University of New Hampshire

School of Law

School of Law

UNH Law’s class of 2011 honored at commencement

On Saturday, May 21, 2011, 176 students were the first to receive degrees from the newly named University of New Hampshire School of Law. The former Franklin Pierce Law Center  affiliated with the state university in August of 2010.

There to mark the occasion was another first: the members of the class of 1976, the first to graduate from the school. The then-Franklin Pierce Law Center's upstart beginnings were the focus of admiration and nostalgia from those graduates, who noted that the school wouldn't be where it is today without its innovative founders and spirit.

In its inception, the school "was billed an experiment in legal education, and we became the lab rats," joked James Conway, historian for the class of '76. But "without us and the other risk-takers that were involved at that time, we wouldn't be here today."
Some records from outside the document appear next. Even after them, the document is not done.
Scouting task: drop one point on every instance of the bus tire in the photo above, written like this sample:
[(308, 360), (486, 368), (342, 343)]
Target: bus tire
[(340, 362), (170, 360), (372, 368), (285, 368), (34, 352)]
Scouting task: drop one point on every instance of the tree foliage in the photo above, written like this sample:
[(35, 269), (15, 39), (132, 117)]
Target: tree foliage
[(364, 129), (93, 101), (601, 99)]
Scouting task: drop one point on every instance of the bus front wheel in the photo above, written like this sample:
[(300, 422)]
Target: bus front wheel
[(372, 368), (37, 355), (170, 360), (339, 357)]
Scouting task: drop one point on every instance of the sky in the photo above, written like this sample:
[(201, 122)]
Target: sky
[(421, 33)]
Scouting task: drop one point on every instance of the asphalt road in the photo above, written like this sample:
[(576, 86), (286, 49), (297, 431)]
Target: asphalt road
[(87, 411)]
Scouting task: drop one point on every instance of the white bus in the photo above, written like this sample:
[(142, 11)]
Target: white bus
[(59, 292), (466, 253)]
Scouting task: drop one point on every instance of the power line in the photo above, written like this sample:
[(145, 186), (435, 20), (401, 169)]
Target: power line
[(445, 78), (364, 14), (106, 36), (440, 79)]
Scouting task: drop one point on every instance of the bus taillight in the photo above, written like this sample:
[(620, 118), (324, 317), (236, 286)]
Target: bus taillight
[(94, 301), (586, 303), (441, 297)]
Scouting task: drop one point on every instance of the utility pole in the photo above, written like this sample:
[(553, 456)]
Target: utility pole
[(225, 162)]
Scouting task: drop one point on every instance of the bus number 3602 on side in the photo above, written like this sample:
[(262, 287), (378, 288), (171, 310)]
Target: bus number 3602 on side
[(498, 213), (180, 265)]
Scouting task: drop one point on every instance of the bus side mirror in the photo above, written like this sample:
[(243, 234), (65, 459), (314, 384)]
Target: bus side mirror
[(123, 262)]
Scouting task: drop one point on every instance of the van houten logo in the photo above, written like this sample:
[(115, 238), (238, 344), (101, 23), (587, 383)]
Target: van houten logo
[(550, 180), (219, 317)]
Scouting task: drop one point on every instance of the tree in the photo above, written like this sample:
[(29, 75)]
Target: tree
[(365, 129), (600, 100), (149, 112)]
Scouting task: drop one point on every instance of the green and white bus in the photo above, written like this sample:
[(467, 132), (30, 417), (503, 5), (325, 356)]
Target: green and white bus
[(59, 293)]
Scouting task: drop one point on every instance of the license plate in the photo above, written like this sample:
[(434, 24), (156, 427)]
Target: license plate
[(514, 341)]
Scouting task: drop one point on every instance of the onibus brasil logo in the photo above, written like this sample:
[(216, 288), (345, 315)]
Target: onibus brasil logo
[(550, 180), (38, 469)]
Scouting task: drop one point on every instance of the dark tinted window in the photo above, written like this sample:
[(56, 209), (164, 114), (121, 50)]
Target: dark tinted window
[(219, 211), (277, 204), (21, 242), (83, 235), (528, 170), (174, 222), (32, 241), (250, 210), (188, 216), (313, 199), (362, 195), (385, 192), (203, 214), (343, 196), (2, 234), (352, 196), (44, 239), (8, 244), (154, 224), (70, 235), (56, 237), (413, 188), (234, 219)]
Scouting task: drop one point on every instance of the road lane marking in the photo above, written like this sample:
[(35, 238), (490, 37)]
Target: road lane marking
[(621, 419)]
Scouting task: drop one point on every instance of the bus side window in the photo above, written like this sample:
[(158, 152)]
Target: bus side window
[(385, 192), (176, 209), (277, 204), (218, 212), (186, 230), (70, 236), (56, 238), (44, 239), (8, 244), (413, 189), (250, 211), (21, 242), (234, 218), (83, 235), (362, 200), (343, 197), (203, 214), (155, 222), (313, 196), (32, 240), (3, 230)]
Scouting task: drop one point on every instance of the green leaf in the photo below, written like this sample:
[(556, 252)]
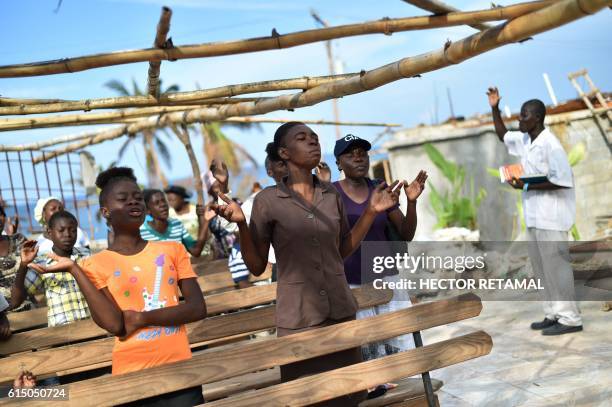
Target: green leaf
[(494, 172)]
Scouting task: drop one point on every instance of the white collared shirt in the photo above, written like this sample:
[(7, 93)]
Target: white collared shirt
[(554, 209)]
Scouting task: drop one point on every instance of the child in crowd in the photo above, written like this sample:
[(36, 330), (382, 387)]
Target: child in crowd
[(65, 301), (45, 208), (164, 228), (133, 288)]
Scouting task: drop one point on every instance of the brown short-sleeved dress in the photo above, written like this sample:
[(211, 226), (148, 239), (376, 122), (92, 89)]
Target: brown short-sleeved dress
[(312, 290)]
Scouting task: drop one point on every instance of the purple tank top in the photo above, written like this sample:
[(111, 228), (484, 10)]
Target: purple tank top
[(352, 264)]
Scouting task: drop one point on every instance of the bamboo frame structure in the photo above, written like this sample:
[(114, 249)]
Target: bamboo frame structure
[(125, 116), (438, 7), (183, 136), (384, 26), (554, 15), (67, 139), (163, 27), (202, 96)]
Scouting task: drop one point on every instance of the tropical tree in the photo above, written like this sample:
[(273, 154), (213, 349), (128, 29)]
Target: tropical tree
[(153, 144), (455, 207)]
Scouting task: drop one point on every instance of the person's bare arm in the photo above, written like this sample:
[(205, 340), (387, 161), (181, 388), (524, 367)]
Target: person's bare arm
[(252, 251), (383, 197), (500, 127), (192, 309), (104, 311), (18, 290), (205, 214)]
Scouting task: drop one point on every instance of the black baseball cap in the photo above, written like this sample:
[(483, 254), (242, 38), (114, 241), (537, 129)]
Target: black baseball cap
[(178, 190), (350, 140)]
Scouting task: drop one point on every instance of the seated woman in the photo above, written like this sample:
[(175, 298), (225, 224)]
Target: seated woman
[(65, 301), (133, 287), (164, 228), (10, 262)]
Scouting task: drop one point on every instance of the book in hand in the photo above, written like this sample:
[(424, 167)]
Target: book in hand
[(510, 171)]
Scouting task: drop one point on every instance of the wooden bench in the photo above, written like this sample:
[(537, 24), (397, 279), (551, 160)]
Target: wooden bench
[(97, 353), (87, 329), (212, 277), (213, 366)]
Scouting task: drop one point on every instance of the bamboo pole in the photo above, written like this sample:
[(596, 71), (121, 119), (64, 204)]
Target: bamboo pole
[(17, 102), (96, 118), (163, 27), (183, 136), (557, 14), (191, 97), (275, 41), (438, 7), (129, 116), (67, 139)]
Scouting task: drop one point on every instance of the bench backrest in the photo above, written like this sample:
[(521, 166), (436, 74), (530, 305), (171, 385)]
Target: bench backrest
[(93, 353), (225, 362), (212, 277)]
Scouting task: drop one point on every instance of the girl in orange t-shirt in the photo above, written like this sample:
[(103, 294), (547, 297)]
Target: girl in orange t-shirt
[(132, 288)]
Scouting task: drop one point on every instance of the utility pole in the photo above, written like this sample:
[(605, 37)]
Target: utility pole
[(332, 70)]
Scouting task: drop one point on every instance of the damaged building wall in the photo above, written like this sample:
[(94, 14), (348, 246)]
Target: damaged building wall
[(475, 146)]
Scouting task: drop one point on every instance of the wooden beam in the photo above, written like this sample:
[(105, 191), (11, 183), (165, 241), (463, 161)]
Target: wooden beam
[(275, 41), (48, 361), (203, 96), (216, 365), (87, 329), (163, 27), (124, 116), (439, 8), (362, 376), (557, 14)]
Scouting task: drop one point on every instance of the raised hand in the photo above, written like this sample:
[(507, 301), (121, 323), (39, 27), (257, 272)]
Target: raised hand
[(28, 252), (384, 197), (5, 327), (12, 225), (219, 171), (494, 97), (25, 380), (416, 187), (231, 211)]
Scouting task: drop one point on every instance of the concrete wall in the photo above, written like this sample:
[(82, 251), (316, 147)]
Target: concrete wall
[(477, 148)]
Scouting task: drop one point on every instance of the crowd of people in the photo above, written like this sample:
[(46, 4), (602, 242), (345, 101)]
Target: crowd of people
[(132, 288)]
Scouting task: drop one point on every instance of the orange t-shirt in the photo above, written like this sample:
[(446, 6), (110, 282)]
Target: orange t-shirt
[(142, 282)]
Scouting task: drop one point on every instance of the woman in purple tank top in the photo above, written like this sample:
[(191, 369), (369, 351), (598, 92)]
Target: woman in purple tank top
[(352, 158)]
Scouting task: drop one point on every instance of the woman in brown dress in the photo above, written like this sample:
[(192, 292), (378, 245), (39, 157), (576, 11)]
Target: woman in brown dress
[(304, 220)]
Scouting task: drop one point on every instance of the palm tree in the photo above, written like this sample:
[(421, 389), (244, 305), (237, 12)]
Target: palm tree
[(154, 146)]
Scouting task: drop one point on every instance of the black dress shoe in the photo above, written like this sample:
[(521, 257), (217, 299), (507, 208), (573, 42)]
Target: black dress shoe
[(560, 329), (547, 323)]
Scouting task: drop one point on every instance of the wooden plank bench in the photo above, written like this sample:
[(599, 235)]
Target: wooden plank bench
[(218, 364), (87, 329), (96, 352), (212, 277)]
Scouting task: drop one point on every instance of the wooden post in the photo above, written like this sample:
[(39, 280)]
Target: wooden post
[(183, 135), (160, 42), (437, 7)]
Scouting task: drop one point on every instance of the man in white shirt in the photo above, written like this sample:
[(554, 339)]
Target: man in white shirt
[(549, 208)]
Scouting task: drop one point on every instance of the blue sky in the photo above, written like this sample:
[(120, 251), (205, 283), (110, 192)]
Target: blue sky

Three distinguished guests were also there to mark the occasion, and to receive honorary degrees from the school: Congresswoman Donna Edwards of Maryland, herself an alumna of UNH Law and the commencement speaker; famed Constitutional scholar and Harvard Professor Laurence H. Tribe; and Texas Supreme Court Chief Justice Wallace Jefferson.

"There's something special about this law school," Edwards told the graduates. She chose UNH Law because "I wanted an intimate learning environment, I wanted an institution that treated me as more than just a number on a blue book."

The school's global perspective and student body were also highlighted. Kanav Hasija, who received his Master of Intellectual Property degree at UNH Law on Saturday, told the students, "Today is the the World Day for Cultural Diversity for Dialogue, and I see that in this school."

The 2011 graduating students represented 35 states and the District of Columbia, as well as eight countries.

Hasija, who is from India, joked that the climate had been his biggest cultural challenge. "Whoever claimed that global warming is a big issue, please come to New Hampshire in December and say that," he said to laughter.

Brian Buonamano, who received his JD degree, said UNH Law had given him an outward focus. "Law school is not about the lawyer. The law is not about the lawyer." He told the graduates: "Feel good right now; appreciate this moment. Appreciate the fact that you have made it this far. Once it's over, it's not going to be about you anymore."

Two more honorary degrees were awarded at the commencement ceremony, to Dean Emeritus John Hutson and to Doug Wood, the outgoing chair of the UNH Law Board of Trustees. The longtime friends surprised each other with the degrees in an exchange that left neither's eyes dry.

Each gave the other credit for the school's continued success and recent affiliation. "For as long as this school exists, we will be a better place for being the University of New Hampshire School of Law, and that is because of Doug Wood," Hutson said.

Professor Charles Temple, himself an alum, was chosen by the students to give "advice from the faculty" at the ceremony.

"As I look out at these faces . . . I have seen your grace," he told them. "I have seen your loving kindness extended to others who are far less fortunate than you. I have seen your compassion. Your very presence, class of 2011, has brought comfort to the weary all over the world. There is no class like this anywhere, at any law school in the United States of America."